Я не могла не улыбнуться и едва не спросила, для чего он это говорил.

— Всему этому есть одна главная причина, — начал он положительно (после я узнала, что он был уверен в том, что говорил), — причина, которая внушает мне омерзение, — это полуостров (Сальвадор).

Это неожиданное напоминание очень взволновало меня.

— Ты надеешься.

Я молчала.

— Я не имею ничего к этому человеку, потому что это слишком пустой человек.

— Я нисколько не надеюсь, мне нечего надеяться, — сказала я, подумав.

— Это ничего не значит, рассудком ты можешь отвергать все ожидания, это не мешает.

Он ждал возражения, но его не было, я чувствовала справедливость этих слов.

…Мне как-то страшно и больно сладко от намеков о Сальвадоре. Какая, однако, дичь, во всем, что было между мной и Сальвадором. Какая бездна противоречий в отношениях его ко мне.

Федор Михайлович опять все обратил в шутку и, уходя от меня, сказал, что ему унизительно так меня оставлять (это было в 1 час ночи, я раздетая лежала в постели)».

Неизвестно, все ли сцены, во время которых Аполлинария лежала раздетая, кончались таким же образом.
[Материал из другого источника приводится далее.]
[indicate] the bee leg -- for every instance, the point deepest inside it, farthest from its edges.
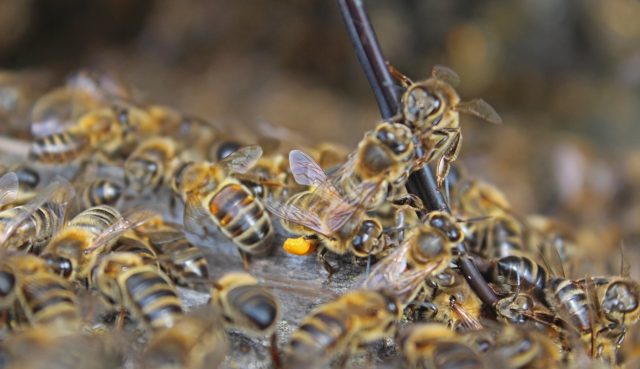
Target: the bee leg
(120, 318)
(328, 267)
(246, 260)
(273, 351)
(341, 363)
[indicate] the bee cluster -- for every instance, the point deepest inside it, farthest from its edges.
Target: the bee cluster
(116, 206)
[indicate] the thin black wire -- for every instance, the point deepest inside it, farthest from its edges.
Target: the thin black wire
(421, 182)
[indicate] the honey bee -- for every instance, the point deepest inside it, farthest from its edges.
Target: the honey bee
(427, 251)
(519, 272)
(519, 347)
(29, 227)
(328, 214)
(568, 299)
(104, 191)
(434, 346)
(75, 249)
(183, 262)
(9, 187)
(44, 347)
(245, 304)
(195, 341)
(432, 108)
(150, 164)
(618, 299)
(104, 130)
(450, 300)
(212, 197)
(126, 282)
(340, 326)
(40, 296)
(554, 239)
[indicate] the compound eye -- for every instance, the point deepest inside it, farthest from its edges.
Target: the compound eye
(391, 140)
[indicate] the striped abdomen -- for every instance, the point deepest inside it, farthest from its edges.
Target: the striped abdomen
(47, 298)
(35, 231)
(101, 192)
(517, 271)
(324, 333)
(135, 246)
(58, 148)
(257, 308)
(147, 167)
(151, 297)
(242, 218)
(95, 220)
(568, 299)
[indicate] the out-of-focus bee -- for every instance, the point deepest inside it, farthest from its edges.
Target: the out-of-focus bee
(519, 347)
(552, 239)
(184, 262)
(618, 298)
(195, 341)
(213, 197)
(571, 302)
(29, 227)
(101, 130)
(9, 187)
(150, 164)
(38, 296)
(426, 252)
(432, 108)
(245, 304)
(104, 191)
(125, 282)
(341, 326)
(520, 273)
(74, 250)
(434, 346)
(63, 106)
(46, 347)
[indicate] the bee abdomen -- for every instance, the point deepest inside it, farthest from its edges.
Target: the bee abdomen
(49, 298)
(155, 299)
(187, 257)
(242, 218)
(58, 147)
(513, 270)
(257, 305)
(568, 297)
(96, 219)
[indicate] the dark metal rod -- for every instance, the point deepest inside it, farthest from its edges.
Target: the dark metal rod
(421, 182)
(370, 56)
Но даже если она иногда и соглашалась уступить ему, большой радости это принести не могло: она была способна на другое утро обращаться с ним холоднее и суше, чем обычно.
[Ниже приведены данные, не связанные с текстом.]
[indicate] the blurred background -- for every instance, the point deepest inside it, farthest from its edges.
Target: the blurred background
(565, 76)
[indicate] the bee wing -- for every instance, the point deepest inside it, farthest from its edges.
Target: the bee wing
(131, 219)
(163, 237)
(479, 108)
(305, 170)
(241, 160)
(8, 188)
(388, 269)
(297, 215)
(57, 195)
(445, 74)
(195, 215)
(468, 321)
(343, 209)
За каждое объятие он должен был расплачиваться дорогой ценой, и короткий миг обладания только подтверждал то, чего он не хотел признать, но ощущал всем существом: она его больше не любила физически, у него не было над нею никакой власти, и чем жарче горела его кровь, тем ожесточеннее мучила она его своей холодностью и враждой.

Да и сам он порою ненавидел её, особенно после бесед о Сальвадоре, или о Петербурге, о том, чего больше никогда не будет.

Из Турина, через Геную и Ливорно, они отправились в Неаполь на пароходе, а из Неаполя поехали в Рим. Они путешествовали по Италии, бродили по стране влюбленных и поэтов, но восхищение от красот природы и искусства не обращалось у них в нежность, не питало страсти.

Наоборот, их иногда тяготило, что от этих южных небес, великолепия красок и богатства человеческих творений исходил такой чувственный призыв к счастью и радости. Они не были в гармонии с краем «лавра и лимона», и оттого ещё резче ощущали свою телесную и душевную неустроенность. Аполлинария тайно мечтала о том, как Сальвадор вернется к ней и как она его накажет. Достоевский, после каждого мига близости и беззаботности, вспоминал Марью Димитриевну.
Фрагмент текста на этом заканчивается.